Slideshow: The Groups at Cubberley
Artist Servane Briand specializes in book art and printmaking in the space she leases with another artist, one of 24 art studios at Cubberley.
Most of her work has a natural twist to it: She uses beeswax as a coating and painting tool and works frequently in solar etching, in which she exposes a drawing to the sun on a polymer plate and then develops her etching using a traditional process.
Before moving to Cubberley three years ago, Briand worked in her bedroom.
“Cubberley has allowed me to work on bigger scale, to do projects that are more sophisticated,” she said, “partly because of the space, because you can lift things around and manipulate more, partly because I can have equipment, which I couldn’t have in my bedroom.”

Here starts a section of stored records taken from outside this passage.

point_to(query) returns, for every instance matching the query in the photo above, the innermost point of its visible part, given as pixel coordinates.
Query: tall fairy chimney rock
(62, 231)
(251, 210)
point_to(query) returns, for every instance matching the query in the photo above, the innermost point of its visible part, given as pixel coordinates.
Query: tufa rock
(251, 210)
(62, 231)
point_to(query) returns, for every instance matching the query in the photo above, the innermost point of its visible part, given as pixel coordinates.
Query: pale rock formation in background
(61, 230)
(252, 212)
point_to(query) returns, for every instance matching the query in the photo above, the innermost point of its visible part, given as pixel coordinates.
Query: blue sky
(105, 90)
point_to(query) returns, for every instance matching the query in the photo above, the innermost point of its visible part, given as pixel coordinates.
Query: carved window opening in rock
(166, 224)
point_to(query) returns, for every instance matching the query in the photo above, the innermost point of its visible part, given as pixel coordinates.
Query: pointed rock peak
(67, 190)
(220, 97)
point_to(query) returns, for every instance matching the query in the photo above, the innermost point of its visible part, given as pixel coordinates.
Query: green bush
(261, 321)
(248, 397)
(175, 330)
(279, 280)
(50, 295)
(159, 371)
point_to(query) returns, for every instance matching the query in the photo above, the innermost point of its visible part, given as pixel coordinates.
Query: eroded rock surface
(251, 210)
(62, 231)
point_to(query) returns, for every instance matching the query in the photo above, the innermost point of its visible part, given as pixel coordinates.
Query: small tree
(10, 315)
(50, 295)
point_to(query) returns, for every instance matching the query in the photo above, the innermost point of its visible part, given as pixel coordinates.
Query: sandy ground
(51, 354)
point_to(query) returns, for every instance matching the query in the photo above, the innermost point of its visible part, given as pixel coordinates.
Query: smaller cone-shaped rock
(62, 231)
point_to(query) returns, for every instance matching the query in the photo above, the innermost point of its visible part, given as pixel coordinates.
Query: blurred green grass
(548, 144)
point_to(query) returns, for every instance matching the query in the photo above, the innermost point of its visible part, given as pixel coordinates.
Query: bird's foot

Sharing a space also has provided her the opportunity to collaborate with her studio partner, she added.
“We acquire and share equipment and then inspire and influence each other, so that’s also been very good,” Briand said.
For Palo Alto Vineyard Church, one of three churches operating at Cubberley, the need for more space is what initially prompted the organization to move from its home at Mitchell Park Community Center 30 years ago.
Lead Pastor Susan Van Riesen said the church has gained much more than just space since relocating to Cubberley.
“A number of years ago, when they still had a number of homeless folks living at Cubberley, a lot of those folks came to our services. Some of them are still a part of our community. It has enabled us to be a more diverse congregation,” Van Riesen said.
Lori Rock, instructor and host for the weekly Senior Friendship Day program, which provides seniors the opportunity to socialize, have lunch and participate in language-learning classes, line-dancing and an exercise class operated by Stanford University, said her program also has benefited since moving from Lucie Stern Community Center to Cubberley in search of more space four years ago.
The program has gained more space, more parking spots and better access to public transportation — things that have attracted more program participants, she said.
Ollia Yenikomshian, executive director of the oldest program at Cubberley — the nonprofit Children’s Pre-school Center — called Cubberley a “hub for nonprofits.” Since its founding three decades ago, the preschool has operated in the same location on campus thanks to a rental stipend from the City. Yenikomshian said that under a city provision, nonprofits qualify for reduced rent, which has helped organizations that otherwise would not likely be able to find an affordable space in the community to provide services.
The future of these programs, however, is uncertain as the Palo Alto Unified School District prepares for the possible reopening of the school grounds if needed in the coming years. The City and school district have been working to approve a joint-use master plan by 2020 with the potential to accommodate community services as well as a new school. In June, the city’s Policy and Services Committee voted to support moving ahead with a request for proposal for a consultant, which will be voted on by the Palo Alto City Council in September.
Slideshow: The Geometry of Cubberley
Mike Cobb, former mayor and head of the Cubberley Community Advisory Committee, said he is skeptical about whether the property can accommodate both civic and school uses.
The City, however, cannot afford to not have Cubberley, he added.
“It provides services that Lucie Stern (Community Center) can’t provide, that Mitchell Park doesn’t provide. It’s a really irreplaceable resource in terms of providing resources to the community.”